A base piece of my process for intaking a new client is to clearly define the overall goal of the client. Once the goal is established it helps to define the focus of programming regarding nutrition as well as approach to training. As a coach it allows me to set what clients should prioritize to put them in the best position to succeed.
At the most basic level, if the goal is fat loss you should prioritize nutrition. If the goal is muscle gain and increased strength you should prioritize training.
Let me elaborate on each goal and the reason behind the prescribed approach:
FAT LOSS = NUTRITION FOCUS
Simply put, when the goal is fat loss––nutrition takes priority, and your training supports it.
Fat loss should be all about efficiency. Meaning, you want to do the least amount of work possible (for you) while losing fat. This can be referred to as the “minimal effective dose,” and leaves room for future adjustments and successful weight loss (preserving muscle) over more aggressive methods.
This probably contradicts what you’ve read or heard elsewhere, but it’s true. While exercise has innumerable health benefits, and you certainly should be exercising, it’s rather inefficient for weight (and fat) loss.
So, if your goal is fat loss–your priority should be setting a calorie deficit because it’s far easier to cut a few hundred calories every day versus trying to burn an equal number of calories through exercise. Additionally, the “calorie burn” algorithms on smart devices (watches, etc.) and gym equipment are drastically inaccurate.
MUSCLE & STRENGTH GAINS = TRAINING FOCUS
Your training serves one purpose above all else: Maintaining or building muscle and strength.
A calorie deficit is inherently catabolic–your body begins to use stored energy because it’s not getting enough from the outside (calorie deficit). Strength training is inherently anabolic–it tells your body that you need your muscle tissue, preventing it from being broken down and used for energy.
So, the obvious benefit is you preserve muscle and strength which will help you look better as you lean down. But there’s another important benefit beyond just looking good: Your mindset and attitude toward exercise and training changes.
If the only reason you exercise is to “burn calories”, it’s unlikely you’ll enjoy it. It will always be this task you have to do so you can reach some calorie burn goal. And it’s not uncommon for people to take this mentality to an extreme where they start to do more and more exercise until it becomes unsustainable, or they burn out and quit.
Exercising should never be a means to make up for poor dietary habits.
Instead, when you view exercise as performance-based, you start to enjoy it because you can see tangible improvements from week to week. Rather than it being a means to an end (burning calories), it becomes the end in and of itself––you’re more interested in the process (e.g., improving your form or beating your previous record).
When you view exercise and training through this lens, it goes from being destructive to something that’s productive and results in you feeling healthier and stronger.
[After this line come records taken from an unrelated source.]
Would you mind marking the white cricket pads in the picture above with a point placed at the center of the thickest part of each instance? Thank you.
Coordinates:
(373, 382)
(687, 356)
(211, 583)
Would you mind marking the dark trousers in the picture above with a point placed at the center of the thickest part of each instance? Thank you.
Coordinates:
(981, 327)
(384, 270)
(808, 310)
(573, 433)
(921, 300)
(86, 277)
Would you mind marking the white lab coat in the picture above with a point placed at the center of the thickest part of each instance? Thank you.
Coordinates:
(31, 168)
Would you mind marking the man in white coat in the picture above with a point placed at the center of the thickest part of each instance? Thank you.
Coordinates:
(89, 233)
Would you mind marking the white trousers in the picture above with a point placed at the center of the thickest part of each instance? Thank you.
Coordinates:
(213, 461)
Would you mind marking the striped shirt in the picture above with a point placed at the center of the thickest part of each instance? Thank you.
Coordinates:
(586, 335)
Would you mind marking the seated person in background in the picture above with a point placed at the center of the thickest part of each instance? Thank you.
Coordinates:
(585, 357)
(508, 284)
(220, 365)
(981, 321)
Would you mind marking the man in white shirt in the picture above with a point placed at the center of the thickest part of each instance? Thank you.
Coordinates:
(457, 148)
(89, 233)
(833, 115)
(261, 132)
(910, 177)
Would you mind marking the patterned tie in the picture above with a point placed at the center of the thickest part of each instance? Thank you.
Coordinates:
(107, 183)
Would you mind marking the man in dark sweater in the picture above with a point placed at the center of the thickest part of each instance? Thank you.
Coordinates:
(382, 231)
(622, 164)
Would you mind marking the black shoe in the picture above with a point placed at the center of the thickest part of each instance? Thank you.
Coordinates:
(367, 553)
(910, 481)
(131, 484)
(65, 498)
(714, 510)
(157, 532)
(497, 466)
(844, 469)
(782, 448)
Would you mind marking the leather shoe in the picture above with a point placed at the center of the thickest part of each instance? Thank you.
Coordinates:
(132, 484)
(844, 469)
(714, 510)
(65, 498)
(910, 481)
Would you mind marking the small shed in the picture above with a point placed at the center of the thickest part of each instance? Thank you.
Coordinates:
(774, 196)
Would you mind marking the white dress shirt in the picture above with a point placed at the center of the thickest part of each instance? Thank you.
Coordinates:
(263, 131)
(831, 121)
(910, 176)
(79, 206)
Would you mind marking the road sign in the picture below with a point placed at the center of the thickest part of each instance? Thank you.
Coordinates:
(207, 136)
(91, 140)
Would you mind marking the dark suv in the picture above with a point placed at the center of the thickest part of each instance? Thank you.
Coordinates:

And when the goal is muscle gain, training takes priority and your nutrition supports it.
Strength training is the stimulus that tells your body to grow and get stronger––not food (alone). Additionally, your body can only build so much muscle at once and eating more than you need to will only result in excess fat gain. Thus, you should train hard and smart (listen to your body) while eating just enough to grow. While it varies from person to person, you basically only need to be in a small caloric surplus to build muscle. This approach helps with limiting excess fat gain during the process.
The other reason training takes priority during muscle building is related to motivation. Once you’re past the beginner stages, building muscle is sllllloooowwwwww… process. Unlike fat loss where you can see changes pretty much weekly, it may take months to see any appreciable gains in muscle. And for the advanced trainee it may even take years. Focusing on making improvements in your training is a good way to stay motivated during the long haul of increasing lean mass.
There are of course hybrid approaches to consider if the goal is body recomposition, or based on the specific individual, but overall these general guidelines are appropriate for most based on their overall goal.